Consumer Reports also rated Dell above average for both desktops and notebooks, while HP offered "inferior support."

Apple is much better than other computer makers at solving customers' technical problems, Consumer Reports found in a subscriber survey.

The magazine drew on subscribers' experiences with 10,000 desktop and laptop computers in concluding that Apple tech support solved customers' problems more than 80% of the time, compared to only about 60% for other manufacturers. Other companies that stood out in the survey, which will be published in the June issue, include Lenovo and Dell.

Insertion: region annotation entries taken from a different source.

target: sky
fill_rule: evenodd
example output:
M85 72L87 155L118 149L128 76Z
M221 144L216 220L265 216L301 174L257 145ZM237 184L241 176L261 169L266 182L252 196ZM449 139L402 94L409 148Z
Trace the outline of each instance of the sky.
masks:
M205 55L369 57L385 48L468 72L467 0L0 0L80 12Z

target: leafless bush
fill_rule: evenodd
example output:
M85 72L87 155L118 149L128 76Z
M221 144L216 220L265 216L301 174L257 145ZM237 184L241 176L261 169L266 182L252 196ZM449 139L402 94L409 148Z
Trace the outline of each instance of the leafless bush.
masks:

Lenovo was "outstanding" at problem solving for notebooks, and Dell was above average for both desktops and notebooks. Hewlett-Packard, including its Compaq brand, offered "inferior support," Consumer Reports said.

Computers are among the most trouble-prone products that the magazine tracks in its annual product-reliability surveys. As a result, a market for extra-cost service plans has evolved around the products' shortcomings.

In general, Consumer Reports doesn't recommend buying a plan on repair coverage alone. Instead, customers can use a credit card that offer extended warranties on products purchased on credit. As is the case with most products, computer repairs on average cost about the same as a service plan, if the computer needs a repair during the first few years, the magazine said.

There are exceptions, however. People who travel a lot with their notebooks may want to consider a plan that covers accidental damage. Mac buyers should consider an extended plan, because Apple's tech support runs out in 90 days after purchase, unless the person brings the computer to one of its stores.

Also, Dell and Gateway customers who expect to need a lot of hand-holding beyond the free tech support may want to consider an extended plan, given that both companies were significantly better at problem-solving for customers with paid plans, the magazine said.

In the June issue, Consumer Reports also compared almost four-dozen notebooks and desktops. Among basic laptops, the magazine's recommendations included the Lenovo ThinkPad T61, $950; and the ThinkPad R61, $870; the Toshiba Satellite A215-S5818, $750; and the Dell Inspiron 1525, $675.

Among inexpensive desktops, the magazine liked the Lenovo 3000 J200, $580. For people wanting more features and performance, Consumer Reports gave high marks to the HP Pavilion m9100t, $970; the Pavilion a6250t, $825; and the Dell Inspiron 530S, $860.